O que parece tornar tudo ainda mais grave é que, apesar dos alertas e estudos atestando a situação cada vez mais de risco para a vida no planeta, ainda não se dispõe de uma consciência global forte o suficiente para interferir nos hábitos e costumes que a parte mais rica da humanidade mantém e que estão ligados aos riscos ambientais.

O famoso estilo de vida ocidental (que há muito não é praticado só pelo chamado ocidente) continua a plenos pulmões, fazendo planos e projeções para o futuro e requisitando em escala cada vez maior matérias-primas e produtos industrializados, que representam destruição de ambientes naturais e poluição da atmosfera. O investimento em descobertas tecnológicas com potencial de mudar ainda mais a vida das pessoas, como a Inteligência Artificial por exemplo, é proporcionalmente muito maior que aquele reservado para pesquisas que buscam descobrir usos não destrutivos dos recursos naturais. É como se ignorássemos solenemente os sinais que há muito já foram emitidos pela natureza.

É verdade que a existência de outros períodos de grandes alterações do clima global já foi comprovada através de estudos científicos, algumas até talvez tenham tido como consequência problemas tão graves quanto aqueles que hoje enfrentamos. A questão é que foram mudanças ditadas pelos próprios ciclos da natureza, que aparentemente “calcularam” o impacto das alterações sobre os seres.

No Antropoceno, porém, o ritmo acelerado no aumento da população e o relativamente pouco tempo necessário para alimentar esse crescimento simplesmente não têm oferecido à maioria dos seres vivos condições mínimas de adaptabilidade, um recurso de que a natureza dota os seres para reagir a mudanças no habitat. O resultado provável, o desaparecimento de milhares de espécies, ainda não pôde ser avaliado com a certeza necessária com relação a seus possíveis impactos. Que consequências podem advir disso para a própria vida, uma vez que já é conhecido o caráter de interdependência entre as mais diversas instâncias da natureza? Ou seja, não dá pra assistir ao desaparecimento de várias espécies e achar que isso em nada nos afetará.

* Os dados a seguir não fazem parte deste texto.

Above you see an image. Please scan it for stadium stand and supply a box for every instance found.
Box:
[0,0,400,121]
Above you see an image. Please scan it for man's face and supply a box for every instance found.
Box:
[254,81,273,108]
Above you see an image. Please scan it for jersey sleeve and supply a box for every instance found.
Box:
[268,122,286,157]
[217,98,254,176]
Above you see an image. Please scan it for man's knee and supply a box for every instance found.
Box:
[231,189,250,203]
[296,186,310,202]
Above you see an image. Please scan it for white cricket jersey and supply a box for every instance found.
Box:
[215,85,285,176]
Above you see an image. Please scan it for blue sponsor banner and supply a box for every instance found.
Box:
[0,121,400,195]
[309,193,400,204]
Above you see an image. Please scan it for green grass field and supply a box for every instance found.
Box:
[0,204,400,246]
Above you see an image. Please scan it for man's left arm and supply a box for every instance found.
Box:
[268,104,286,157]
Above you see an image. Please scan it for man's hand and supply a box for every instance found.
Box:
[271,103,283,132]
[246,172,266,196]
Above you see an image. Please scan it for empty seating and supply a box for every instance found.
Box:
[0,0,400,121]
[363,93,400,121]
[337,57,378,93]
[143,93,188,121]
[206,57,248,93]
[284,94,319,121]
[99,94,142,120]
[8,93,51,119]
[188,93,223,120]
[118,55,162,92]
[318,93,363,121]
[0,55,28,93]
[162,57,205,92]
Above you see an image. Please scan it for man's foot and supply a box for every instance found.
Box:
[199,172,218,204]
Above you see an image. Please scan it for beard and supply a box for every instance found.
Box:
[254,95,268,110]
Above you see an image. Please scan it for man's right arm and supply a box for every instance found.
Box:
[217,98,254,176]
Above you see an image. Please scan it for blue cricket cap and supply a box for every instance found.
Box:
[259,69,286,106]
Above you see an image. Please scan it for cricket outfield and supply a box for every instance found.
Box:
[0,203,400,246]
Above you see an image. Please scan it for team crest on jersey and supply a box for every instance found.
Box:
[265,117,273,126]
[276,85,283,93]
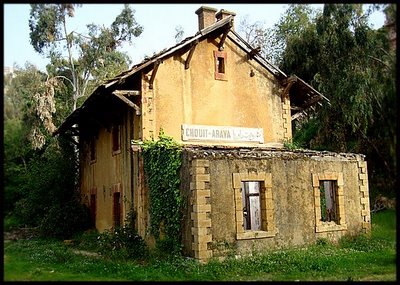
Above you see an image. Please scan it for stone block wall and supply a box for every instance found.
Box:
[181,146,371,262]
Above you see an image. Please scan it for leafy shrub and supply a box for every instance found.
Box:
[142,129,183,255]
[98,211,148,259]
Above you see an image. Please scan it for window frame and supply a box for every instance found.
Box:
[111,125,121,155]
[113,191,122,228]
[89,188,97,227]
[312,172,347,233]
[214,50,228,81]
[89,136,97,164]
[232,172,277,240]
[241,181,265,231]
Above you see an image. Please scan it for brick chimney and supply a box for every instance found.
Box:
[215,9,236,30]
[196,6,217,30]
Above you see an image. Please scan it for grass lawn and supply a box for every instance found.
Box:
[4,210,396,281]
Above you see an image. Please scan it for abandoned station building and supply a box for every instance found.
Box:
[57,6,371,261]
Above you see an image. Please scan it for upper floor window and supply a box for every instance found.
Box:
[111,125,121,154]
[214,51,227,80]
[89,136,96,163]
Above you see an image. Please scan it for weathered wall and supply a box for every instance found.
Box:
[182,149,370,259]
[142,34,291,145]
[80,106,138,231]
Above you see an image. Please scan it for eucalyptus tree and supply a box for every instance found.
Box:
[29,4,143,110]
[281,4,396,189]
[29,4,143,148]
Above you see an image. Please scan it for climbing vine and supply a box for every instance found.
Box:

Tudo indica que o Antropoceno vai ultrapassar todas as alterações que aconteceram nos últimos cinco milhões de anos no que se refere ao aumento da temperatura global. Ao que parece, em toda a história da espécie Sapiens no planeta, jamais houve um fator tão ameaçador, quanto as mudanças no clima impostas pela ação humana. As consequências disso já vêm sendo previstas há alguns anos por boa parte da comunidade científica e incluem, entre outras coisas, a ocorrência de chuvas torrenciais em algumas áreas e alagamentos que muito possivelmente vão colocar em risco a agricultura, com queda acentuada na produção de alimentos e, lógico, aumento da fome, da pobreza, da violência, o avanço de epidemias e tudo o mais.

Deverá assim se intensificar um processo que já acontece de forma relativamente discreta, a existência de uma nova categoria de refugiados. Aqueles que simplesmente terão de migrar de suas regiões de origem em busca de outras menos atingidas pelas mudanças climáticas para manterem suas condições de vida. Se vemos hoje os problemas resultantes da imigração por fatores políticos, religiosos ou bélicos, podemos imaginar como vai ser quando esses enormes deslocamentos de seres humanos tiverem forçosamente de ocorrer por questão de sobrevivência.

Toda isso nos leva a uma reflexão inevitável. O que ocorrerá em nosso Antropoceno? A destruição que pode acontecer poderá nos levar a um retrocesso magnífico, um retorno ao Holoceno (o período geológico em que as sociedades humanas se formaram)? A era dos homens, aquela em que uma única categoria de ser vivo assumiu a capacidade de influir no meio ambiente e em todos os outros seres, poderá resultar em uma nova extinção em massa da vida no planeta, a sexta delas segundo os cientistas.

Todas as anteriores consistiram em processos naturais, dos quais resultaram novos contextos de vida biológica, em geral mais avançados. Será da mesma forma se o agente da destruição for uma única espécie? O que ocorrerá depois? Antes de fazermos nossas apostas, podemos ainda pensar na nossa parte para que tudo tome um rumo diferente? Questões que deveremos enfrentar!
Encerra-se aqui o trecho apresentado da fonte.